By GRAHAM FROST 12/09/2008
Last Sunday the US Treasury rescued the two largest issuers of mortgage backed paper, known as Freddie Mac and Fannie Mae. The share capital of these entities, like Northern Rock, was effectively wiped out. Rather than a nationalisation, this is touted as a conservatorship. These entities have over $5200 billion in liabilities and they guarantee the majority of mortgages in the US. The scale of this rescue is massive and the Treasury will have to stump up a few hundred billion dollars to boost their capital.
Whatever your feelings on moral hazard, this step was probably needed to thaw the frozen credit markets. Six bank failures in two months and worries about Lehman Brother’s survival provided an unpleasant backdrop. Mortgage rates had risen to beyond 6% despite the Federal Reserve cutting interest rates to 2%. They should now come down and provide some liquidity for the housing market. Unfortunately, that is unlikely to mean a quick end to the housing malaise. Foreclosures are rising and the stock of unsold homes will take a long time to unwind, particularly as the economy enters a slowdown and job prospects become uncertain. Moreover, helping institutions finance bad assets does not necessarily mean the value of those assets will increase.

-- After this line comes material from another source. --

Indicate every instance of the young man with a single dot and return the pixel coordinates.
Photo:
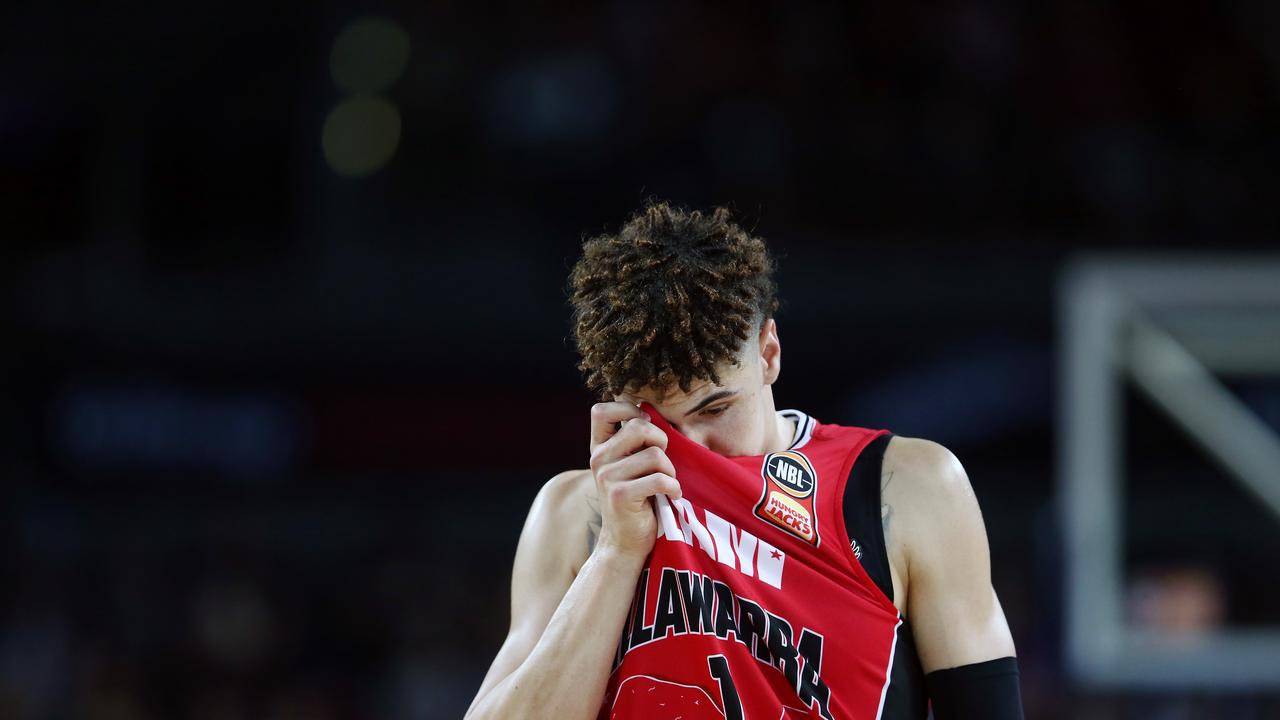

Lehman’s is an old American institution that now finds itself in the position of having to sell the family silver to raise cash after reporting a third quarter $2.9bn loss. It is mooted to be seeking a buyer for its asset management unit and property portfolios. Assets it would rather keep but needs must.
Fannie and Freddie were ‘too big to fail’ but others may not be so lucky. The important point about their rescue is that it should reduce the stress in credit markets and hopefully begin to reduce the spreads prevailing on riskier assets so that borrowing can occur at more sensible rates. That doesn’t mean that a lengthy period of sub trend economic growth will be avoided, just that its depth may now be shallower.
Meanwhile in the UK, the Bank of England will shortly publish its ideas on a permanent liquidity facility for banks in need of cash to replace the bond swaps which expire in October. Mervyn King, the Governor, has emphasised it would not be a permanent source of capital and takes the view that banks should rather sort out problems at their own expense rather than the taxpayers’.